Der angekündigte Rücktritt des politisch und gesundheitlich angeschlagenen Schweizer Verteidigungsministers Samuel Schmid setzt vor allem seine ehemalige Partei unter Zugzwang: Die rechtskonservative SVP, die größte Schweizer Partei, steht vor der Frage, ob sie ihren Oppositionskurs aufgeben und wieder in die Regierung zurückkehren will, allenfalls mit dem ehemaligen Justizminister und Hardliner Christoph Blocher.

Der Rücktritt des bald 62-jährigen Schmid, der Ende des Jahres erfolgen soll, kommt nicht überraschend. Seine Amtsführung wurde zunehmend kritisiert - zum einen wegen zweier Unglücksfälle, bei denen elf Armee-Angehörige ums Leben gekommen waren, zum anderen aber auch, weil er bei der Wahl eines neuen Armeechefs versagt hatte. Der Kandidat, den Schmid ins Amt hieven wollte, musste das Handtuch werfen, nachdem herauskam, dass er ein Strafverfahren am Hals hatte, weil er seine frühere Lebensgefährtin belästigt haben soll. Schmid wurde vorgeworfen, er habe darum gewusst, es aber verheimlicht.

Schmid gehörte ursprünglich der SVP an. Vor acht Jahren wurde er in den Bundesrat gewählt - gegen den Willen seiner Partei, weil er eine gemäßigtere Linie vertrat als die Zürcher Hardliner inder Parteileitung um Ueli Maurer und Christoph Blocher. Vor einigen Monaten trat er aus der SVP aus und gründete zusammen mit der neugewählten Bundesrätin Eveline Widmer-Schlumpf eine neue Partei, die Bürgerlich-Demokratische Partei BDP.

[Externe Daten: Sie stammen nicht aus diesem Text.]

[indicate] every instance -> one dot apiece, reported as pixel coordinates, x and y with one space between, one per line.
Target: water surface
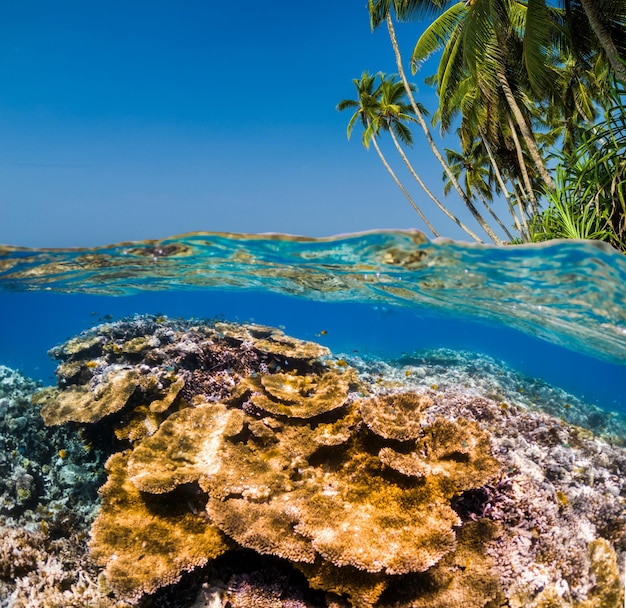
555 311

Schmids Nachfolger wird im Dezember vom Parlament gewählt. Die SVP hat bereits Anspruch auf den freien Sitz erhoben. Im Schweizer Konkordanzsystem müsste die SVP als stärkste politische Kraft normalerweise in der Regierung vertreten sein. Doch die anderen Parteien wollen nicht jeden SVP-Kandidaten wählen. „Wir halten uns an die Konkordanz, aber nicht um jeden Preis", sagt etwa der sozialdemokratische Parteichef Christian Levrat. Wählbar sei nur ein Kandidat, der „den Rechtsstaat, die Gewaltentrennung, die internationalen Konventionen und die Spielregeln in der Regierung respektiert" - mit anderen Worten: Jemand wie Ex-Justizminister Blocher kommt für die SP nicht in Frage.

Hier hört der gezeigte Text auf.